Cartello tra produttori di additivi edili: la Commissione Ue lancia l’accusa

In Breve
- Quali aziende sono accusate di formare un cartello?
- Le aziende accusate includono Cemex, Sika, Mapei e TAM.
- Quali sono le possibili conseguenze per le aziende coinvolte?
- Le aziende potrebbero affrontare sanzioni fino al 10% del loro fatturato annuo globale.
- Quando sono state effettuate le ispezioni?
- Le ispezioni a sorpresa sono state effettuate nel 2023.
Cartello tra produttori di additivi edili: la Commissione Ue lancia l’accusa
La Commissione europea ha avviato un’indagine contro alcuni produttori di additivi per cemento e calcestruzzo, accusandoli di aver formato un cartello per imporre prezzi più elevati ai clienti.
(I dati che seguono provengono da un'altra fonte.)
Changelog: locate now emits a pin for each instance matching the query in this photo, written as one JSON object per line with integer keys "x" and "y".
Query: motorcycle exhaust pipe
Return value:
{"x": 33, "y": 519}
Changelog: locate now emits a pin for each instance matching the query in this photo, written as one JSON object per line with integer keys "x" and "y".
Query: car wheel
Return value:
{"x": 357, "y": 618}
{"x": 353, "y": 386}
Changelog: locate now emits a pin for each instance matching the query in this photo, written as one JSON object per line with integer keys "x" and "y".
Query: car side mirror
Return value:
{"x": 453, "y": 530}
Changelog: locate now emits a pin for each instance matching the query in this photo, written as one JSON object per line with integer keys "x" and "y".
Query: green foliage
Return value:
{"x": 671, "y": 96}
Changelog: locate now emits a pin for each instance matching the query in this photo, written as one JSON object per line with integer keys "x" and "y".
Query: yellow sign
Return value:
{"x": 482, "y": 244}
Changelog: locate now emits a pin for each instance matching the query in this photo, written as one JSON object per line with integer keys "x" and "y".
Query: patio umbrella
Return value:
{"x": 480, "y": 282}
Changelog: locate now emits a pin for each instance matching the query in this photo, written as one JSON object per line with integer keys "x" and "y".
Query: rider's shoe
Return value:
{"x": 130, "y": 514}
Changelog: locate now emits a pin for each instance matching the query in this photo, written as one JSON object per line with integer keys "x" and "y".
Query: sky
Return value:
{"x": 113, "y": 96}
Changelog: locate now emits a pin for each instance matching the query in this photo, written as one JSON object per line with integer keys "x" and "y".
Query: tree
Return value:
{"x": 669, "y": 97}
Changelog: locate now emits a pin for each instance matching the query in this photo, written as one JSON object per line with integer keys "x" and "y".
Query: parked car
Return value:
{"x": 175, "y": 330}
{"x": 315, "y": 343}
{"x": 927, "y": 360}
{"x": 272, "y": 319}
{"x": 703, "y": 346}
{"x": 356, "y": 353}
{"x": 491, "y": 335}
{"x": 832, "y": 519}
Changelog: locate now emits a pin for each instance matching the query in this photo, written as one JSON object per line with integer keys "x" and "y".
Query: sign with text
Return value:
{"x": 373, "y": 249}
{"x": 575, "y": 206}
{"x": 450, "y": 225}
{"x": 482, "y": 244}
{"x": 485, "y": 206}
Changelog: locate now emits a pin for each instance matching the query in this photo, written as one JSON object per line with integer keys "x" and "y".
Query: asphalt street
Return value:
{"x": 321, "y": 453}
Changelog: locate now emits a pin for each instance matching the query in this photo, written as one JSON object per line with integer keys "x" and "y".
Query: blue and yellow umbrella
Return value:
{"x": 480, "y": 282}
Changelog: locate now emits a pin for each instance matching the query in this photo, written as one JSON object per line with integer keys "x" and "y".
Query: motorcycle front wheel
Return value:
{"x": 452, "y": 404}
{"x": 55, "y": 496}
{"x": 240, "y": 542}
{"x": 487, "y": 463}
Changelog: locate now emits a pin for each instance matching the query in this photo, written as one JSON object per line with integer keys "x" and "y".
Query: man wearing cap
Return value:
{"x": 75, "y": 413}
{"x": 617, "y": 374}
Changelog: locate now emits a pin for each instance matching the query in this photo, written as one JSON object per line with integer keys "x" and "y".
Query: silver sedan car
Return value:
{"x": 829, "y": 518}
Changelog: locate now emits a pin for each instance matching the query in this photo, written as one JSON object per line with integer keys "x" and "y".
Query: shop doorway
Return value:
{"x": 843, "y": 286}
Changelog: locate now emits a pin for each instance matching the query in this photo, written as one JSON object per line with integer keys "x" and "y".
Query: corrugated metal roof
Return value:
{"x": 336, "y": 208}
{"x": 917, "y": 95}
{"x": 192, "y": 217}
Le aziende coinvolte includono nomi noti come Cemex, una filiale del gruppo Saint-Gobain, il leader svizzero Sika, l’italiana Mapei e la francese TAM.
Gli additivi in questione sono sostanze chimiche ampiamente utilizzate nel settore edile per migliorare le proprietà di calcestruzzo, cemento e altre malte. Secondo la Commissione, le ispezioni a sorpresa effettuate nel 2023 hanno rivelato sospetti di intese tra produttori e associazioni di categoria in Francia, Germania e Spagna.
Le indagini si concentrano sul periodo tra il 2021 e il 2022, quando si sospetta che le aziende abbiano coordinato un aumento dei prezzi in risposta all’invasione russa dell’Ucraina. Questo evento ha destabilizzato il mercato, portando a un incremento dei costi delle materie prime e influenzando le dinamiche di prezzo nel settore edile.
Se le accuse dovessero essere confermate, la Commissione europea potrebbe infliggere sanzioni severe, che potrebbero arrivare fino al 10% del fatturato annuo globale delle aziende coinvolte. Tuttavia, le imprese avranno la possibilità di difendersi e presentare le proprie argomentazioni.
Questa situazione solleva interrogativi importanti sulla trasparenza e la concorrenza nel mercato degli additivi edili, un settore cruciale per l’industria delle costruzioni in Europa. La Commissione Ue ha intensificato la sua vigilanza su pratiche commerciali scorrette, mirando a garantire un ambiente di mercato equo e competitivo.
Le prossime settimane saranno decisive per comprendere l’evoluzione di questa indagine e le eventuali ripercussioni per le aziende coinvolte. Resta da vedere come reagiranno i mercati e quali misure verranno adottate per tutelare i consumatori e garantire la correttezza delle pratiche commerciali nel settore.